Gravity anomalies can be measured from space by gradiometers mounted on satellites, but fundamental physical limitations mean the resulting maps show only very long wavelength features. Sea surface elevation measured by satellite altimeters, however, can be converted to gravity anomalies, enabling a much higher resolution gravity map to be developed for all offshore areas of the World (figure 1).
Latest Advances in Satellite Gravity
Getech has been at the forefront of producing the highest possible resolution gravity data from available satellite altimeter data for over 20 years.
Recently, a team from Getech’s Gravity and Magnetic Solutions team published a paper in the Journal of Geophysical Prospecting (Volume 67, Issue 6) entitled “Satellite gravity – enhancements from new satellites and new altimeter technology” which reviews the history and summarises the latest enhancements to satellite altimeter gravity. The paper discusses the developments in satellite derived gravity and reviews the impacts of both new satellite altimeter data sets and new technology on its production.
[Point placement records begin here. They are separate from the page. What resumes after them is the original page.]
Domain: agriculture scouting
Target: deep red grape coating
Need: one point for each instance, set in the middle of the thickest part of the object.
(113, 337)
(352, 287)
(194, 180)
It considers the contribution of the increased data volume, the application of new altimeter acquisition technology and the potential for future developments.
Satellite altimeter derived gravity uses the measurements of the sea-surface which approximates an equipotential surface of the gravity field to produce a grid of sea height variation that can be covered to a grid of gravity variation. This method has provided gravity maps of the World’s seas since the 1980s, but, from 1995 to 2010, virtually all improvements were in the processing as there were no new satellite data with closely spaced tracks.
In recent years, new data from CryoSat-2 (launched in 2010) and the geodetic mission of Jason-1 (2012-2013) have provided a wealth of additional coverage. In addition, new technology such as different altimeter modes enables further improvements.
The Synthetic Aperture Radar (SAR) mode of CryoSat-2 uses a scanning approach to limit the size of the altimeter sea surface footprint in the along-track direction. Tests indicate that this allows reliable data to be acquired closer to coastlines. The SAR interferometric (SARIn) mode of CryoSat-2 uses two altimeters to locate sea surface reflection points laterally away from the satellite track. In a study to generate gravity for freshwater lakes, this mode is found to be valuable in extending the available satellite coverage.
The AltiKa altimeter uses higher frequency radar to provide less noisy sea surface signals and its new orbit mode gives potential for further improvements in satellite gravity. These data were used in Getech’s global Multi-Sat project completed in 2016.
Comparison to Shipborne Marine Data
The paper also discusses the differences between marine data (a) and satellite derived altimetry data (b). It is demonstrated that the resolution of the latest generations of satellite derived altimeter gravity data is reaching that of 2D marine surveys but has the advantage of covering the entire ocean at a consistent high resolution which is not possible for marine surveys alone.
In recent months further improvements have been shown by the inclusion of both the new Geodetic mode AltiKa data and the Jason-2 data. A recent feasibility study carried out by Getech has shown that significant coherent shorter wavelength features can be resolved with increased statistical correlation with independent terrestrial data. We aim to expand this initial geographically limited study to produce a full global Multi-Sat product for 2020.